In [None]:
# @title Notebook & Environment Setup
# NOTE: run this in a Colab / Jupyter notebook environment with GPU selected if you want RAPIDS/cuDF acceleration.
%load_ext cudf.pandas

# Package installs (not strictly necessary each run once environment is prepared)
!pip install datasets imagehash opencv-python-headless pillow fuzzywuzzy python-Levenshtein
!apt-get install git-lfs -y
!git lfs install

Reading package lists... Done
Building dependency tree... Done
Reading state information... Done
git-lfs is already the newest version (3.0.2-1ubuntu0.3).
0 upgraded, 0 newly installed, 0 to remove and 41 not upgraded.
Git LFS initialized.


In [None]:
# @title Imports (Sorted by Purpose)
# ---------------------------------
# File & Path Management
# ---------------------------------
import os
import shutil
from pathlib import Path

# ---------------------------------
# Image Loading & Processing
# ---------------------------------
from PIL import Image, ImageOps, UnidentifiedImageError
import cv2

# ---------------------------------
# Image Hashing / Similarity
# ---------------------------------
import imagehash
from fuzzywuzzy import fuzz

# ---------------------------------
# Data Handling & Numerical Operations
# ---------------------------------
import numpy as np
import pandas as pd
from collections import defaultdict

# ---------------------------------
# Dataset I/O (HuggingFace)
# ---------------------------------
from datasets import load_dataset

In [None]:
# @title Configuration / Constants
BLUR_THRESHOLD = 60.0
DUPLICATE_HASH_SIZE = 16
DUP_HAMMING_DISTANCE = 4
AUTO_ROTATE = True
OVERWRITE_ORIENTED_IMAGE = True

In [None]:
# @title Output Base Directory
OUTPUT_BASE = Path("/content/cleaned_birds")

In [None]:
# @title Utility Function
def normalize_label(x):
    """Normalize bird names for consistent labeling / folder naming."""
    return (
        str(x)
        .strip()
        .lower()
        .replace("-", "_")
        .replace(" ", "_")
    )

In [None]:
# @title Load and Prepare Dataset
def load_and_prepare(df, dataset_tag: str):
    """Drop NA, normalize label column, remove unused columns, and reorder columns."""
    print(f"=== {dataset_tag} rows before cleaning: {len(df)} ===")
    df = df.dropna()
    print(f"\n=== {dataset_tag} | rows after dropna: {len(df)} ===")

    img_col = "image"
    lbl_col = "bird_name"

    # Normalize labels
    df["bird_name"] = df[lbl_col].apply(normalize_label)

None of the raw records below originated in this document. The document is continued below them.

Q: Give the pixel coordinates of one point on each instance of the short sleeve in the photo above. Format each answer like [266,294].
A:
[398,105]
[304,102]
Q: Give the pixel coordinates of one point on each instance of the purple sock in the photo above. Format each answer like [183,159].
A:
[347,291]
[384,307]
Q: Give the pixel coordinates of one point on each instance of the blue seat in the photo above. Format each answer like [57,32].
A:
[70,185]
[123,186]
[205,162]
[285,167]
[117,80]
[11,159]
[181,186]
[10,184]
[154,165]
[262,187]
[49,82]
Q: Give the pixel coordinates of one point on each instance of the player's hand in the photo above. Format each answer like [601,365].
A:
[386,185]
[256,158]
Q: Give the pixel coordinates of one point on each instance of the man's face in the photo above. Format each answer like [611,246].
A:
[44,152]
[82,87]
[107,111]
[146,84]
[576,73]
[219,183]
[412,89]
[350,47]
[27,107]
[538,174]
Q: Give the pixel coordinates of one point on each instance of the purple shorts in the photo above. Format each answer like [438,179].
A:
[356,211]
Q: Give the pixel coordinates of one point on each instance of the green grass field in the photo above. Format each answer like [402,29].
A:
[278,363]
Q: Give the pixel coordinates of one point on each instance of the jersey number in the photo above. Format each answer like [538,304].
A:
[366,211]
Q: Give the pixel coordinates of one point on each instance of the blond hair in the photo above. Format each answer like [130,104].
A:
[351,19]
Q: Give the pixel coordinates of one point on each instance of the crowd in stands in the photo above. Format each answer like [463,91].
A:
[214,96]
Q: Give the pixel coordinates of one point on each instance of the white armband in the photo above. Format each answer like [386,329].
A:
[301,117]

    keep_cols = ["image", "bird_name"]
    other_cols = [c for c in df.columns if c not in keep_cols]
    df = df[keep_cols + other_cols]

    cols = ['text', 'description']
    for col in cols:
        df = df.drop(columns=[col], errors="ignore")

    # return df, img_col, lbl_col
    return df

In [None]:
# @title Data Cleaning
def filter_corrupted_and_blurry(df: pd.DataFrame, dataset_tag: str):
    """Remove corrupted images and those below blur threshold. Returns filtered DataFrame."""
    print(f"\n=== {dataset_tag} | Filtering corrupted & blurry images ===")

    indices_to_drop = []
    img_col = "image"
    total = len(df)

    for idx, row in df.iterrows():
        # Progress every 500 images
        if idx % 500 == 0:
            print(f" Processing {idx}/{total}...")

        img = row[img_col]

        # Quick validation
        if img is None or not hasattr(img, "convert"):
            indices_to_drop.append(idx)
            continue

        reason = None

        # 1. FAST integrity check: just try to convert to RGB
        try:
            _ = img.convert("RGB")  # If this works, image is valid
        except Exception:
            reason = "corrupted"
            indices_to_drop.append(idx)
            continue  # Skip expensive operations

        # 2. Auto-orient (optional, but fast)
        if AUTO_ROTATE and reason is None:
            try:
                oriented = ImageOps.exif_transpose(img)
                if oriented is not None and oriented != img:
                    df.at[idx, img_col] = oriented  # Update in DataFrame
                    # Save back to file if requested
                    if OVERWRITE_ORIENTED_IMAGE and hasattr(img, 'filename') and img.filename:
                        try:
                            oriented.save(img.filename)
                        except:
                            pass
            except Exception:
                pass

        # 3. Blur check (SLOW - comment out for initial testing)
        if reason is None:  # Remove this block to skip blur detection
            try:
                gray = np.array(img.convert("L"), dtype=np.uint8)
                varLap = cv2.Laplacian(gray, cv2.CV_64F).var()
                if varLap < BLUR_THRESHOLD:
                    reason = f"blurry({varLap:.1f})"
            except Exception:
                reason = "blur_calc_fail"

        if reason:
            indices_to_drop.append(idx)

    # Batch drop for speed
    if indices_to_drop:
        df.drop(index=indices_to_drop, inplace=True)
        df.reset_index(drop=True, inplace=True)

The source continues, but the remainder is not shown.